Use new models endpoint info to determine modalities

2026-06-27 06:41:53 +03:00 · 2026-05-12 17:13:12 -06:00 · 2026-05-12 17:13:12 -06:00 · 2099e1555e
commit 2099e1555e
parent ed4b2cab78
1 changed files with 106 additions and 39 deletions
--- a/frigate/genai/llama_cpp.py
+++ b/frigate/genai/llama_cpp.py
@ -18,6 +18,17 @@ from frigate.genai.utils import parse_tool_calls_from_message
 logger = logging.getLogger(__name__)


+def _parse_launch_arg(args: list[str], flag: str) -> str | None:
+    """Return the value following `flag` in a positional argv list, or None."""
+    try:
+        idx = args.index(flag)
+    except ValueError:
+        return None
+    if idx + 1 >= len(args):
+        return None
+    return args[idx + 1]
+
+
 def _to_jpeg(img_bytes: bytes) -> bytes | None:
    """Convert image bytes to JPEG. llama.cpp/STB does not support WebP."""
    try:
@ -71,26 +82,69 @@ class LlamaCppClient(GenAIClient):
            base_url = base_url.replace("/v1", "")  # Strip /v1 if included in base_url

        configured_model = self.genai_config.model
+        info = self._get_model_info(base_url, configured_model)

-        # Query /v1/models to validate the configured model exists
+        if info is None:
+            return None
+
+        self._context_size = info["context_size"]
+        self._supports_vision = info["supports_vision"]
+        self._supports_audio = info["supports_audio"]
+        self._supports_tools = info["supports_tools"]
+        self._media_marker = info["media_marker"]
+
+        logger.info(
+            "llama.cpp model '%s' initialized — context: %s, vision: %s, audio: %s, tools: %s",
+            configured_model,
+            self._context_size or "unknown",
+            self._supports_vision,
+            self._supports_audio,
+            self._supports_tools,
+        )
+
+        return base_url
+
+    def _get_model_info(
+        self, base_url: str, configured_model: str
+    ) -> dict[str, Any] | None:
+        """Resolve model metadata from /v1/models with /props fallback.
+
+        Returns a dict of capability fields, or None if the server's model
+        registry was reachable and reported the configured model as missing.
+        A reachable-but-unparseable /v1/models is treated as soft-pass and
+        falls through to /props, matching prior behavior.
+
+        After ggml-org/llama.cpp#22952, /v1/models exposes per-model
+        `architecture.input_modalities` (text/image/audio) — the primary
+        source.
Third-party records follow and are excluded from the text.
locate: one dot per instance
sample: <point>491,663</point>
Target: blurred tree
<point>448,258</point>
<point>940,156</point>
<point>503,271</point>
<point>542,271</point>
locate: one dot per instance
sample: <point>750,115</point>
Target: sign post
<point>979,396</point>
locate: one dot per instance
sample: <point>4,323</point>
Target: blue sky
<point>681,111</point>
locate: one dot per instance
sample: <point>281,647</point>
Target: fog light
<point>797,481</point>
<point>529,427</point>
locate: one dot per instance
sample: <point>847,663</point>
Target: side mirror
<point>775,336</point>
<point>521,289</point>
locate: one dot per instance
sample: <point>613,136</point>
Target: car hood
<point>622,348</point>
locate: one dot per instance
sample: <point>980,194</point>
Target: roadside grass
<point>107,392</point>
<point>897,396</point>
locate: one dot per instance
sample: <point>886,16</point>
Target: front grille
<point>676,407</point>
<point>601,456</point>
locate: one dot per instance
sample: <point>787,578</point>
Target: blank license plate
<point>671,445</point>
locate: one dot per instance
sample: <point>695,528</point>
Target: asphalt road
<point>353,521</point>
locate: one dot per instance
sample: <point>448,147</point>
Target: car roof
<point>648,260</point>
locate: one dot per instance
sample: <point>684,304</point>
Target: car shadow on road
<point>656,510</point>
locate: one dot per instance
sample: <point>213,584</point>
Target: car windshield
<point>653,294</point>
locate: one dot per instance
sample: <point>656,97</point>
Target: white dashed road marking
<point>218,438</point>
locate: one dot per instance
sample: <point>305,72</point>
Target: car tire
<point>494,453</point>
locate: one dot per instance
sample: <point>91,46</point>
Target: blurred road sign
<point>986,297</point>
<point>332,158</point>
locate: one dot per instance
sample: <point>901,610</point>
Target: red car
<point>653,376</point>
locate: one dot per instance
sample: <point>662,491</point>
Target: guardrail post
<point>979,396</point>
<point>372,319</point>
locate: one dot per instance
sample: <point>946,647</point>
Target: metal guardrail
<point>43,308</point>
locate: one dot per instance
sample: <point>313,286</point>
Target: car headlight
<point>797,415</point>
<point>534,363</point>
When proxied through llama-swap, the same entry carries
+        `status.args` (server launch argv) and, for the loaded model,
+        `meta.n_ctx`. /props remains the only source for `media_marker`,
+        which the server randomizes per startup unless LLAMA_MEDIA_MARKER
+        is set.
+        """
+        info: dict[str, Any] = {
+            "context_size": None,
+            "supports_vision": False,
+            "supports_audio": False,
+            "supports_tools": False,
+            "media_marker": "<__media__>",
+        }
+
+        model_entry: dict[str, Any] | None = None
        try:
-            response = requests.get(
-                f"{base_url}/v1/models",
-                timeout=10,
-            )
+            response = requests.get(f"{base_url}/v1/models", timeout=10)
            response.raise_for_status()
            models_data = response.json()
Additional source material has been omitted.